|
Sound arguments from faulty premises are still sound arguments – but identifying whether premises are valid is hard. My heuristic, "if a sound argument concludes that racism is true, there's something wrong with the premises", is pretty effective in telling me where to look, but doesn't eliminate the hard work of distinguishing truth from falsehood. That this heuristic has never failed doesn't actually prove that all racism is false: only that all racism is afaik unevidenced, and that many specific theories of racism are false. (It does, however, provide increasing evidence that racists believe racism for reasons other than empirical observation, allowing me to confidently discount the evidentiality of their claims.) I have slightly less evidence, but still quite a lot, generalising this from racism specifically, to all bigotry, which does put me at odds with the academic consensus in certain areas where I'm not otherwise an expert.

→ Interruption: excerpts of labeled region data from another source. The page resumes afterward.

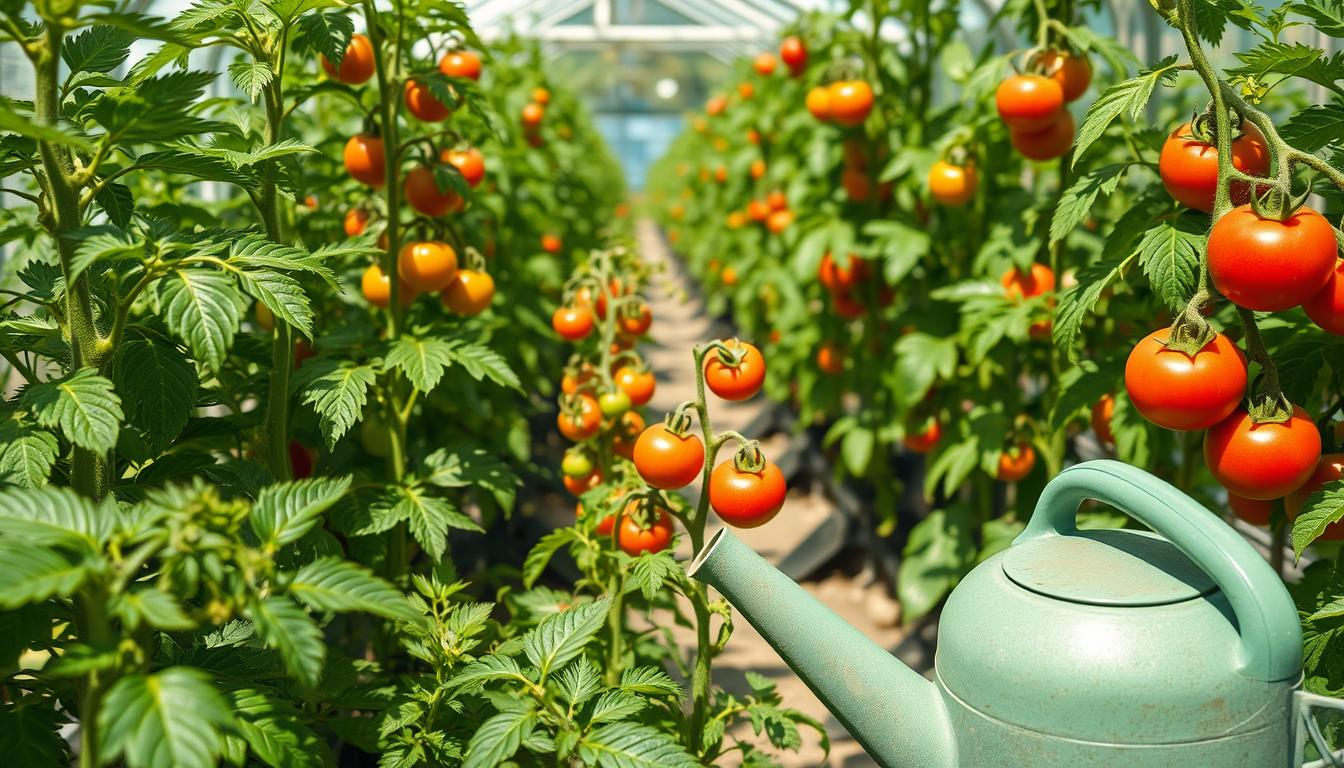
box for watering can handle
[1015,460,1302,681]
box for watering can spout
[687,529,956,768]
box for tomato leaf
[20,369,122,453]
[1073,55,1176,165]
[1293,480,1344,557]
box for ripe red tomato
[1157,121,1269,214]
[1227,492,1268,533]
[616,304,653,338]
[704,339,765,401]
[341,208,368,237]
[1284,453,1344,541]
[780,35,808,77]
[321,32,374,85]
[439,147,485,190]
[1302,260,1344,336]
[1036,51,1091,101]
[1204,405,1321,500]
[439,269,495,316]
[929,160,978,206]
[1008,111,1074,161]
[902,418,942,453]
[551,307,593,342]
[829,79,872,126]
[1091,394,1116,445]
[402,165,462,217]
[995,443,1036,483]
[396,241,457,292]
[710,459,789,529]
[614,366,657,405]
[438,51,481,79]
[751,51,780,77]
[402,79,452,122]
[999,264,1055,300]
[1208,206,1339,312]
[344,133,387,187]
[1125,328,1246,430]
[634,424,704,491]
[995,74,1073,130]
[617,508,672,557]
[555,393,602,443]
[806,85,831,122]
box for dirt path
[636,221,905,768]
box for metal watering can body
[689,461,1344,768]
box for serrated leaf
[98,667,234,768]
[159,269,242,371]
[112,336,198,453]
[288,557,419,621]
[228,59,276,104]
[1073,55,1176,167]
[0,418,60,488]
[247,476,351,547]
[462,709,536,768]
[0,538,89,611]
[302,360,376,449]
[1293,480,1344,557]
[386,336,456,394]
[579,722,699,768]
[238,269,313,339]
[1138,217,1208,309]
[453,342,523,391]
[247,594,327,687]
[1050,163,1129,245]
[523,597,610,678]
[19,369,122,453]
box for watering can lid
[1003,529,1216,607]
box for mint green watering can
[689,461,1344,768]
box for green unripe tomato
[597,390,634,418]
[560,447,593,477]
[359,416,392,459]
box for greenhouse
[0,0,1344,768]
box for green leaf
[0,418,60,488]
[0,694,71,767]
[896,504,976,620]
[112,336,196,453]
[227,689,335,768]
[1138,215,1208,309]
[1293,480,1344,557]
[288,557,419,621]
[249,476,349,547]
[453,342,523,391]
[1278,104,1344,152]
[159,269,242,371]
[302,360,378,449]
[60,24,134,73]
[448,654,523,693]
[386,336,456,394]
[462,709,536,768]
[247,594,327,689]
[0,486,120,551]
[523,597,610,678]
[0,538,89,611]
[1052,256,1134,360]
[1050,163,1130,245]
[98,667,234,768]
[579,722,699,768]
[20,369,122,453]
[228,59,276,104]
[1073,55,1176,165]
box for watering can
[688,461,1344,768]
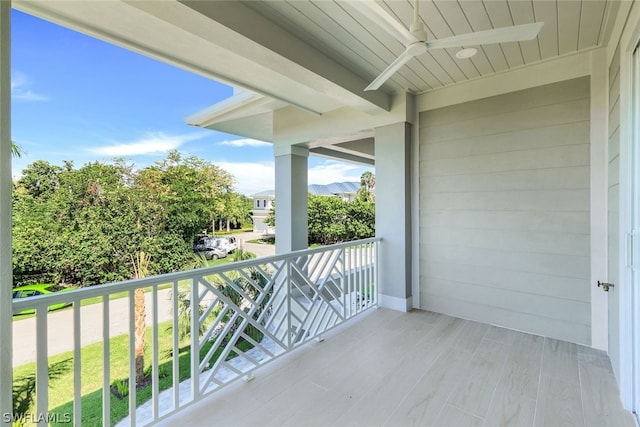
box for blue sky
[11,10,371,194]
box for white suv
[215,236,238,254]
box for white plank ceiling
[244,0,620,93]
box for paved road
[13,289,176,366]
[13,233,275,366]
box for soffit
[244,0,620,93]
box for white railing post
[8,239,379,426]
[36,307,49,426]
[129,289,137,427]
[151,286,160,419]
[190,278,200,401]
[0,0,13,422]
[285,260,293,350]
[171,280,180,409]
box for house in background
[251,182,360,234]
[0,0,640,420]
[309,181,360,202]
[251,190,276,235]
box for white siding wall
[420,78,591,344]
[608,42,620,378]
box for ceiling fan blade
[427,22,544,49]
[344,0,416,45]
[364,49,415,91]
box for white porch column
[0,0,13,415]
[590,49,610,351]
[375,122,412,311]
[274,145,309,254]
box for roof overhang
[13,0,391,118]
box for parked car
[193,237,227,259]
[215,236,238,254]
[13,283,73,316]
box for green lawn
[13,254,234,322]
[13,321,261,426]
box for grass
[13,254,234,322]
[13,321,252,426]
[214,227,253,236]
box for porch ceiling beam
[309,147,376,166]
[13,0,391,115]
[0,1,13,414]
[181,0,390,113]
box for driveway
[13,289,172,366]
[234,233,276,258]
[13,233,275,366]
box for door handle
[598,280,615,292]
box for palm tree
[358,171,376,202]
[131,251,151,384]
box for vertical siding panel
[420,78,591,344]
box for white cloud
[309,161,371,185]
[218,138,271,147]
[87,132,208,157]
[215,161,372,195]
[11,71,49,101]
[215,162,275,196]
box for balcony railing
[13,239,380,425]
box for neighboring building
[251,190,276,234]
[309,182,360,202]
[251,181,360,234]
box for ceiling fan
[358,0,544,90]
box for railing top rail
[13,237,382,313]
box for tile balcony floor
[162,309,635,427]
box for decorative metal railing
[13,239,380,425]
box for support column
[274,145,309,254]
[375,122,412,311]
[0,0,13,415]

Those academic consensuses do seem to be moving towards my understanding, though, so it seems to me that this is a pretty neat trick for getting ahead of the curve. (I'm a little surprised that intersectional feminist theory isn't taught to social scientists in school: what I rediscovered by brute-force has been known to the philosophers for decades.) |
Take a genetically identical starting population with identical culture, customs, etc. Split them onto two islands, island A and island B. Island A has temperate weather, plentiful food, resources, and no natural predators. Island B has natural disasters, brutal seasons, intermittent food shortages, etc.
Check back in on both populations (assuming they lived exclusively on islands A & B) in 1000 years from the identical starting point. Do you think there would be any differences between them?